A pushy parent will often feel it is their right to take up a teacher’s time whenever and wherever that may be. Teachers have been known to have parents accost them in the playground, in their cars, in the street and even in their home.
It is absolutely vital to set rules about when and where parental consultation can take place. Whether it’s a quick chat or an in-depth discussion, a pushy parent needs to know that there is a right and wrong time for it.
Display ‘opening hours’ clearly. Put the times when teachers wish to be available to parents onto a timetable and have it prominently displayed, perhaps on the classroom door. Whatever that preference – be it a quarter hour before school officially opens or for half an hour after closing – refer parents to it. If a pushy parent tries to barge in, gently but firmly point out the available times and then stick to it. The latter is vital – give in once and they will push again and again!
Make sure other teachers and school staff know that there are rules. It does no good to set hours if the receptionist lets the pushy parent in to consult ‘out of hours’.

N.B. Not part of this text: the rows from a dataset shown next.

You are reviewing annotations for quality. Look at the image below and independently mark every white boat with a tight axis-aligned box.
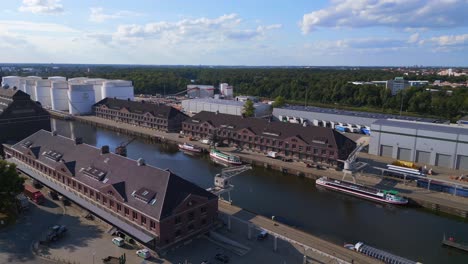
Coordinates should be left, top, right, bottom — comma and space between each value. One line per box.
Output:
178, 143, 202, 153
316, 177, 408, 205
210, 149, 242, 165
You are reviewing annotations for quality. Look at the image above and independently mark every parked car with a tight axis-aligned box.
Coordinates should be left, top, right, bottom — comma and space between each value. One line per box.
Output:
48, 190, 59, 200
136, 248, 151, 259
257, 230, 268, 240
215, 253, 229, 263
46, 225, 67, 241
32, 179, 43, 189
266, 151, 278, 159
112, 237, 125, 247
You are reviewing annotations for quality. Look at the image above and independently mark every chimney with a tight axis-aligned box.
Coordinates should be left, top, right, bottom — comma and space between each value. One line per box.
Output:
101, 145, 109, 154
51, 130, 58, 136
137, 158, 145, 166
74, 137, 83, 145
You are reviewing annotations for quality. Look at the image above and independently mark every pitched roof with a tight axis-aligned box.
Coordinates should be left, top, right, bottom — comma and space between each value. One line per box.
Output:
0, 88, 40, 116
94, 98, 186, 119
184, 111, 353, 148
11, 130, 216, 220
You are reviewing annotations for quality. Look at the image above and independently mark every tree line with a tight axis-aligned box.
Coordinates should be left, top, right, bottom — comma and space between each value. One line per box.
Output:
2, 66, 467, 121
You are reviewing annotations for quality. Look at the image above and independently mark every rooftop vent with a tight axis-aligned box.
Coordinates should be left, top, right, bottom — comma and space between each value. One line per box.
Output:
74, 137, 83, 145
137, 158, 145, 166
43, 150, 63, 161
101, 145, 109, 154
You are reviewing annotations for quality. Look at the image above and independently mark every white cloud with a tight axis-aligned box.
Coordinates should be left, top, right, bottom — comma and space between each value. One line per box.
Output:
301, 0, 467, 33
19, 0, 63, 14
0, 20, 77, 33
424, 34, 468, 46
89, 7, 143, 23
111, 14, 280, 43
408, 33, 420, 43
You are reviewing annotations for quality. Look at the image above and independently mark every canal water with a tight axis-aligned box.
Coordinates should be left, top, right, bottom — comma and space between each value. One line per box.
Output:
51, 119, 468, 264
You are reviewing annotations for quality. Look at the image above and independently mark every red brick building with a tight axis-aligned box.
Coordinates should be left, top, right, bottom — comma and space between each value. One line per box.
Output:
182, 111, 356, 166
93, 98, 187, 132
3, 130, 217, 250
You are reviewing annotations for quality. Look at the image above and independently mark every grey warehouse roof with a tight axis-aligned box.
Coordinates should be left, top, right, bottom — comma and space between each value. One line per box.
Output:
11, 130, 217, 220
372, 119, 468, 136
281, 105, 445, 123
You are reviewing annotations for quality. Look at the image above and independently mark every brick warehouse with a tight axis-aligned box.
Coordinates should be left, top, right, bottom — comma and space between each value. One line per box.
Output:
0, 88, 50, 144
93, 98, 188, 132
3, 130, 218, 250
182, 111, 356, 166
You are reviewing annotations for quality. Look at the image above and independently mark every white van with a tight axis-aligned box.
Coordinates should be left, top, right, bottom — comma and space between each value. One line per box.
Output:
112, 237, 124, 247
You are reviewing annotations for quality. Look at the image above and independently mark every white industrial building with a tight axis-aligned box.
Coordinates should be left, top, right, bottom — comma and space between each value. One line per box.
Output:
182, 98, 271, 117
187, 84, 215, 98
1, 76, 134, 115
369, 119, 468, 170
219, 83, 233, 99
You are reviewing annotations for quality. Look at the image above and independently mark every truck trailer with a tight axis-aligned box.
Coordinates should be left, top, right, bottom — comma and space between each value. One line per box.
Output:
24, 184, 45, 204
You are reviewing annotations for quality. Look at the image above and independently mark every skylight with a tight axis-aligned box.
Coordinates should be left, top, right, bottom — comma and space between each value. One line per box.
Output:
82, 166, 107, 181
134, 187, 156, 204
43, 150, 63, 161
20, 140, 33, 148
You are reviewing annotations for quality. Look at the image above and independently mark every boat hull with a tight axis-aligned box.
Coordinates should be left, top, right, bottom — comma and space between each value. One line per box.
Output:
316, 180, 408, 205
209, 153, 242, 166
178, 144, 202, 153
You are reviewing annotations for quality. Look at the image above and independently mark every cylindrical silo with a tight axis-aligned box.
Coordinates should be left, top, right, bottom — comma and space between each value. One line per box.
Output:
199, 85, 215, 98
50, 80, 69, 111
68, 84, 95, 115
68, 77, 88, 83
101, 80, 134, 101
19, 78, 27, 92
1, 76, 22, 88
35, 79, 52, 108
48, 76, 67, 81
84, 78, 107, 102
25, 76, 41, 100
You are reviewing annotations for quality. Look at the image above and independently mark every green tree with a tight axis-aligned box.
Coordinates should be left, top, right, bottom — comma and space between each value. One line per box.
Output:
272, 96, 286, 108
242, 99, 255, 117
0, 160, 24, 211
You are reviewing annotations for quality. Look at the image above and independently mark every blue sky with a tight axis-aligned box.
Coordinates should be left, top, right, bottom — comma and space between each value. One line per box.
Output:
0, 0, 467, 66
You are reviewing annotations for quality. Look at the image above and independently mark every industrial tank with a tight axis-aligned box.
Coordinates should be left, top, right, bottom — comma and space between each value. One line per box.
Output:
220, 83, 233, 98
25, 76, 41, 101
18, 78, 27, 92
199, 85, 215, 98
48, 76, 66, 81
68, 84, 95, 115
50, 80, 69, 111
68, 77, 89, 83
101, 80, 134, 101
1, 76, 21, 89
84, 78, 107, 102
35, 79, 52, 108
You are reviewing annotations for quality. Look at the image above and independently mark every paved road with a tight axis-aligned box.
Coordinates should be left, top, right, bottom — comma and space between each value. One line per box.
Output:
0, 196, 63, 264
218, 201, 379, 264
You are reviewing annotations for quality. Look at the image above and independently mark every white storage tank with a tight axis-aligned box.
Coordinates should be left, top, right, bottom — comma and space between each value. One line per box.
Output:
50, 80, 69, 111
68, 77, 89, 83
1, 76, 22, 89
101, 80, 134, 101
48, 76, 66, 81
35, 79, 52, 108
84, 78, 107, 102
220, 83, 233, 98
25, 76, 41, 101
187, 85, 200, 98
68, 84, 95, 115
18, 78, 27, 92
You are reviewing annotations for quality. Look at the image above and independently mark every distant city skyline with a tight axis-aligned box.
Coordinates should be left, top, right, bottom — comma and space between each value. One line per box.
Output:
0, 0, 467, 66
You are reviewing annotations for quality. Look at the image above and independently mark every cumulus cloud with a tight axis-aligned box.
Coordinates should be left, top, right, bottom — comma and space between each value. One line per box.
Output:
408, 33, 420, 43
423, 34, 468, 46
301, 0, 467, 33
89, 7, 143, 23
111, 14, 280, 43
19, 0, 63, 14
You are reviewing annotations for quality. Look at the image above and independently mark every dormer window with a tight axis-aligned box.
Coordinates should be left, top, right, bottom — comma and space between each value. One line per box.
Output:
133, 187, 157, 205
21, 140, 33, 148
83, 166, 107, 181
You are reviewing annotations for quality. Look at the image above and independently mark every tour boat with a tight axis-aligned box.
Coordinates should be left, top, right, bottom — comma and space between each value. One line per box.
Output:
178, 143, 202, 153
315, 177, 408, 205
209, 149, 242, 166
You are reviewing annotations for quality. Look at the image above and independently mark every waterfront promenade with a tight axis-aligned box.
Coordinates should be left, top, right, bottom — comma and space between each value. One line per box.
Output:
71, 115, 468, 219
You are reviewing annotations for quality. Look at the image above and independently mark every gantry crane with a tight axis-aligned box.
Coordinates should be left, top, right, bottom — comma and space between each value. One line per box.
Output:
207, 165, 252, 202
115, 137, 136, 157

Sometimes, the biggest problem for a pushy parent is letting go. They want to know, preferably to see, what their child is doing. Aware as teachers may be of the need to ‘cut the apron strings’ when a child starts school, being sensitive to a parent’s slow withdrawal is necessary.
Offer to allow the parent to help. This could be on school trips – teachers are often short of able bodies, capable of minding a couple of children when out and about. It could also mean helping out in the classroom, reading with children, helping supervise craft sessions and performing some of the myriad small tasks which take up so much of a teacher’s valuable teaching time, like filing.
Although offering a pushy parent a place in the classroom may help them feel more involved in their child’s educational life, there is also the risk of them trying to do more than is asked. Be firm from the outset. Set them tasks and ensure they are aware of exactly what that task entails, leaving no room for them to ‘spill over’ into other events around the classroom.
Despite a teacher’s best efforts, pushy parents can sometimes prove more than they can handle. There have even been incidences of escalating arguments and violence toward teachers. This is never acceptable.
If a teacher’s relationship with a pushy parent seems to be getting out of control it is time to call in the big guns. Try referring the parent to a superior, or the school head. It also helps to keep a clear and accurate record of what was said and done between parent and teacher. If possible, at this stage, try to have someone else around in the classroom. Another teacher or assistant is a good option.
Pushy parents can be a nightmare, but with a little tact, patience and strategy, they can become a teacher’s dream.